These are not the theoretical musings of a small Climate Change NGO, this is what giant insurance companies like IAG, AXA, Allianz and Swiss Re are saying themselves.

"We have been very vocal [on the fact that] something will have to change because you cannot continue to have the carbon emissions and think that the world will be insurable," (Jackie Johnson, IAG).

For an insurance company, the risk of insuring, say a sea front restaurant that is going to get catastrophically flooded every winter, is far too high. They would be paying out way more than they can recoup through insurance premiums - especially when the restaurant is just one of thousands of seafront properties that need to be insured.

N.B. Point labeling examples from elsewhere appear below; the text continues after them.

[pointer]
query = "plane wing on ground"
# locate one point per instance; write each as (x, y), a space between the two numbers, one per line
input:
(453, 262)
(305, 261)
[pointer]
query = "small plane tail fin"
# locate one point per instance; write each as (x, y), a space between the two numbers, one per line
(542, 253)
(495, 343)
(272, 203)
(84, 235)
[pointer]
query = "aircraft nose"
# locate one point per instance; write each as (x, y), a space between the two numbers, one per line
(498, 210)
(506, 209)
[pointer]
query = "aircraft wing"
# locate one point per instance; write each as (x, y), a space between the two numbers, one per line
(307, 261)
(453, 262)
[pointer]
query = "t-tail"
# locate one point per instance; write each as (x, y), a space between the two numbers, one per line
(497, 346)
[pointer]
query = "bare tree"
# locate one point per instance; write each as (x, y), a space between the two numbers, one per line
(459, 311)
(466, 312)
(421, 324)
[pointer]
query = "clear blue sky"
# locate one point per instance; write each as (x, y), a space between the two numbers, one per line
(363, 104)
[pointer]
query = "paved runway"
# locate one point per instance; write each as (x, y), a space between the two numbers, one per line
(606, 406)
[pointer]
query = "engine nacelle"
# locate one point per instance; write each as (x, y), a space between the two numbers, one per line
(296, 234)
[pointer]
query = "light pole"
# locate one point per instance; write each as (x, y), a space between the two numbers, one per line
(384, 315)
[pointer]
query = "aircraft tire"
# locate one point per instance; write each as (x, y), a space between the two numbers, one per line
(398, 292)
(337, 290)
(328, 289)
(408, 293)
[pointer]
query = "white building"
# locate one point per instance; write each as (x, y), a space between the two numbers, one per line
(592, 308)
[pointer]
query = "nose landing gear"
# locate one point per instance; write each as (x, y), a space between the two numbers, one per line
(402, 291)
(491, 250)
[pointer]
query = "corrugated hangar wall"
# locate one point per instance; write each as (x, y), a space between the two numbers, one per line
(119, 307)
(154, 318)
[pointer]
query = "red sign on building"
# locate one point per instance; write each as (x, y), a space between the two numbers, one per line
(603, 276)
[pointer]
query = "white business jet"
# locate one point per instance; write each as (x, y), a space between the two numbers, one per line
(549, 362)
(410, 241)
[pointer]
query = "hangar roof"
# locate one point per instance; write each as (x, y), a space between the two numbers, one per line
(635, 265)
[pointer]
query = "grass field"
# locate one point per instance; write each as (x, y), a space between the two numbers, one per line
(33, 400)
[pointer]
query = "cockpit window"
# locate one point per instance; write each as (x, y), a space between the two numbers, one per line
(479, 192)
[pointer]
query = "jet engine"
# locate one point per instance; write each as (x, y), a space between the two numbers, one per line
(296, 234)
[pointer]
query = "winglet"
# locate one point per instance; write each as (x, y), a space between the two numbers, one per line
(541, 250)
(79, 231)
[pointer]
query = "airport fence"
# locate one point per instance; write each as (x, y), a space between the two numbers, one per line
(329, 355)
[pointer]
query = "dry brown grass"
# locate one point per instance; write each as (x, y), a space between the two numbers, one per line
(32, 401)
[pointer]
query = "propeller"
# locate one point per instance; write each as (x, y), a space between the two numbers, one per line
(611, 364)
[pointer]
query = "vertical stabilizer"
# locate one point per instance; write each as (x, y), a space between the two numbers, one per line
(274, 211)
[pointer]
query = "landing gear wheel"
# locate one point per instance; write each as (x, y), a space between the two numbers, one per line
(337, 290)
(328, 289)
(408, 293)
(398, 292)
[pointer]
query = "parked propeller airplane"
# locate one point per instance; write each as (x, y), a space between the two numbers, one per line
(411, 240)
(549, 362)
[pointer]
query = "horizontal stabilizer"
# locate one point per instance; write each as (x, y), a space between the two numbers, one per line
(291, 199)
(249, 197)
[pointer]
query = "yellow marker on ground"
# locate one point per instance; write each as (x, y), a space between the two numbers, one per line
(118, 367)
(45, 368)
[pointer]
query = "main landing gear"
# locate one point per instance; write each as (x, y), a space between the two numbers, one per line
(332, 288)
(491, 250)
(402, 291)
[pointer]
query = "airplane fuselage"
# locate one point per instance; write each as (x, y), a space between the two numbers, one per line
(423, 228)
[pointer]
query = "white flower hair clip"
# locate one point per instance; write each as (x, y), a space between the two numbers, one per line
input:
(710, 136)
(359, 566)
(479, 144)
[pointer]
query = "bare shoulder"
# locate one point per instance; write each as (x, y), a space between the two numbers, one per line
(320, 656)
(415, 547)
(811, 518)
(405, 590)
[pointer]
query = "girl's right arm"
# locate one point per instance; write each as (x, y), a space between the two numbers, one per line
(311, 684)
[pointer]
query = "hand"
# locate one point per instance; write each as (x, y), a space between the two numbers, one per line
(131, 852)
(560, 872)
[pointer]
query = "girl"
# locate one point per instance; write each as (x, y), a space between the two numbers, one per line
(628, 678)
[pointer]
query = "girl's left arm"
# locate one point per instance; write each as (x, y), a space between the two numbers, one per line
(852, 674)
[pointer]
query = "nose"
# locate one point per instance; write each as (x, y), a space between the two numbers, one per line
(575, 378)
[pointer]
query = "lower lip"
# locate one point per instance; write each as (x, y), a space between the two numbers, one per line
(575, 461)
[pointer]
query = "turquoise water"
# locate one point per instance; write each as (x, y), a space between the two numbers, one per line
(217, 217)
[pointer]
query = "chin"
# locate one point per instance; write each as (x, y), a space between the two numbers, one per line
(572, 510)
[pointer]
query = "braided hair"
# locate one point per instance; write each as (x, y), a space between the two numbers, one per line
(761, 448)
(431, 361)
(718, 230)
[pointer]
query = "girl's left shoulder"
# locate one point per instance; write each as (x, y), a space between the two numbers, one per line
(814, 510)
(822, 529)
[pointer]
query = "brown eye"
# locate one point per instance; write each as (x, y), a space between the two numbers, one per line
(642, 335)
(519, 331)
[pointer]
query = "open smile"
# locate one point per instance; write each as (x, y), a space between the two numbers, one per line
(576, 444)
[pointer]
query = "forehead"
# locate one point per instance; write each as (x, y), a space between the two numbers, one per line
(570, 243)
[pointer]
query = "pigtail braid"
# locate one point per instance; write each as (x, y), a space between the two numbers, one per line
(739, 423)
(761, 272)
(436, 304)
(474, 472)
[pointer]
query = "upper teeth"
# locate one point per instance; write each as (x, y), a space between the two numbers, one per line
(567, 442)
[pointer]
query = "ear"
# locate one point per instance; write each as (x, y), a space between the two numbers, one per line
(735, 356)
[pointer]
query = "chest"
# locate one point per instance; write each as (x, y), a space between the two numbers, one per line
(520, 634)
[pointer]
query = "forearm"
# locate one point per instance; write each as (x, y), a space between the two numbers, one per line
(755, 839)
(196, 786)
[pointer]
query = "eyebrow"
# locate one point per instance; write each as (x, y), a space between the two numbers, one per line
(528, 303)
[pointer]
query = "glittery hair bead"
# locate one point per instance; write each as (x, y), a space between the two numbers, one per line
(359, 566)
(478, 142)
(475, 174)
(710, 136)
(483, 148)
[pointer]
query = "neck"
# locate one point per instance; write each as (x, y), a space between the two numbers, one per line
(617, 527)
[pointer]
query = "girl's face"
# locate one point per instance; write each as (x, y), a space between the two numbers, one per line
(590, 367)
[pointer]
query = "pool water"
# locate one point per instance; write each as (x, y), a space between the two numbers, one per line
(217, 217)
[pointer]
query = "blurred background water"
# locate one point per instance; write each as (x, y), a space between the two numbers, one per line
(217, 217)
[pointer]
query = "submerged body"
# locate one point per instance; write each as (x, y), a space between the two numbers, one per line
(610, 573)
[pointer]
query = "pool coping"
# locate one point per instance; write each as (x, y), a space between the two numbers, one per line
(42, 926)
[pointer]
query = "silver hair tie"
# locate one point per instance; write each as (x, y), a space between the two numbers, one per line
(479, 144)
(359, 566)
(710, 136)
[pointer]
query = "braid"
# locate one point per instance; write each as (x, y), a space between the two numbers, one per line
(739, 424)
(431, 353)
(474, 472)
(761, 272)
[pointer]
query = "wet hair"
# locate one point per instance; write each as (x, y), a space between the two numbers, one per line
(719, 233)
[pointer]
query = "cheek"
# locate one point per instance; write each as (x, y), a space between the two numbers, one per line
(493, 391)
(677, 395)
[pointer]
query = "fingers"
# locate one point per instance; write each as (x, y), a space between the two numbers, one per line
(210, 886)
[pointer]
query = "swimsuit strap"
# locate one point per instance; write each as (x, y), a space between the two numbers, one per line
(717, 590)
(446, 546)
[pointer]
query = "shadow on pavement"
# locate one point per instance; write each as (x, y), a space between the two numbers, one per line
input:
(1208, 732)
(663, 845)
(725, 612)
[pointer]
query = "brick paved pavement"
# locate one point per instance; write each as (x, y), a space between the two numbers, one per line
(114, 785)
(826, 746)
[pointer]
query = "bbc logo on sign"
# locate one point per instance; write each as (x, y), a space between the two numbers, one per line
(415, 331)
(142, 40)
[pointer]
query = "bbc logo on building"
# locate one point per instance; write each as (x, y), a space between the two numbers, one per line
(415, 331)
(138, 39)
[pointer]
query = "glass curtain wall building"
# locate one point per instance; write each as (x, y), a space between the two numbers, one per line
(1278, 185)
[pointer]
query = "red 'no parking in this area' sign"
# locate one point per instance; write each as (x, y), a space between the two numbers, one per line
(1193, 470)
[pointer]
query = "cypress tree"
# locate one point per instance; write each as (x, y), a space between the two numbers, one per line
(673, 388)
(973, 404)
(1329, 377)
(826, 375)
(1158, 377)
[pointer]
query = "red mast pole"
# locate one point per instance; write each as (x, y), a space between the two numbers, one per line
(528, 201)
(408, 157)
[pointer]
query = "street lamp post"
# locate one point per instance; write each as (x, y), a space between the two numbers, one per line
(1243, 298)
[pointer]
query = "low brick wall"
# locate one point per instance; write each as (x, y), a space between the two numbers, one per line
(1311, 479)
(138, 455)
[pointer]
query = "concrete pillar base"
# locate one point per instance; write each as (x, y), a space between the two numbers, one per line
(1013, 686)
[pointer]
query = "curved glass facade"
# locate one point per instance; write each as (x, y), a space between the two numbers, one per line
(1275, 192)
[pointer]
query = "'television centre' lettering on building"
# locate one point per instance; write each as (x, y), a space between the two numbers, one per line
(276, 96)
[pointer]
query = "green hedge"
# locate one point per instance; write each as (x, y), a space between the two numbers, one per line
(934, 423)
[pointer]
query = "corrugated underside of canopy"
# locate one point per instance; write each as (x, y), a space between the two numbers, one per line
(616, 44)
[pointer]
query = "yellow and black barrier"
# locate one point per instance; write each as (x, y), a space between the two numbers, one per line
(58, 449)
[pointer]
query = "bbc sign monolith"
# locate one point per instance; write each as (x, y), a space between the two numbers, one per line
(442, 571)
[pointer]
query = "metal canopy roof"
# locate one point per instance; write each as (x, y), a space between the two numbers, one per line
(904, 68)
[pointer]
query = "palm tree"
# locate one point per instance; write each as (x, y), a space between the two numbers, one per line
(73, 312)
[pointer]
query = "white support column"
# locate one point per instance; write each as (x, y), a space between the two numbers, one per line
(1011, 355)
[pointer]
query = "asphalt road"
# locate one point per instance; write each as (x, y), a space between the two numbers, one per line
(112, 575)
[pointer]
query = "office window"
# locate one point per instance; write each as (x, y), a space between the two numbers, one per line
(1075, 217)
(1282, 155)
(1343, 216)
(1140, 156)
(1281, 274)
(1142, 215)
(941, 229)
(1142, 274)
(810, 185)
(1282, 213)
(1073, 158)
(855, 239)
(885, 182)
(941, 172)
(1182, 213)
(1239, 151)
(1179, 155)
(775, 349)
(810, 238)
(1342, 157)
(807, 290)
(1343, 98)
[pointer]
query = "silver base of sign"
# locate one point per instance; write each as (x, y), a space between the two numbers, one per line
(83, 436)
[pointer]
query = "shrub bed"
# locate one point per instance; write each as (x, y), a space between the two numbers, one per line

When Prof. Jem Bendell and others write about the social collapse that climate change is likely to usher in, this is the sort of thing they’re talking about - the disintegration of the insurance industry.

Insurance is one of the cornerstones of a functioning society. Nobody wants to live in an uninsured home, but nobody wants to buy a home that is uninsurable either. In not so many years time, millions of (seriously angry) people will be trapped in very precarious houses.

Will nation states step in to provide insurance for those who can’t afford or even find insurance on the open market? Will nation states be able to afford to insure the millions of homes that are threatened by coastal flooding, river floods, forest fires?

‘Deep Adaptation’ is about having the foresight now to start moving people, businesses, public services, power stations, etc, away from threatened areas so that they are not left stranded in buildings that they can’t sell, can’t insure and ultimately can’t survive the onset of climate change.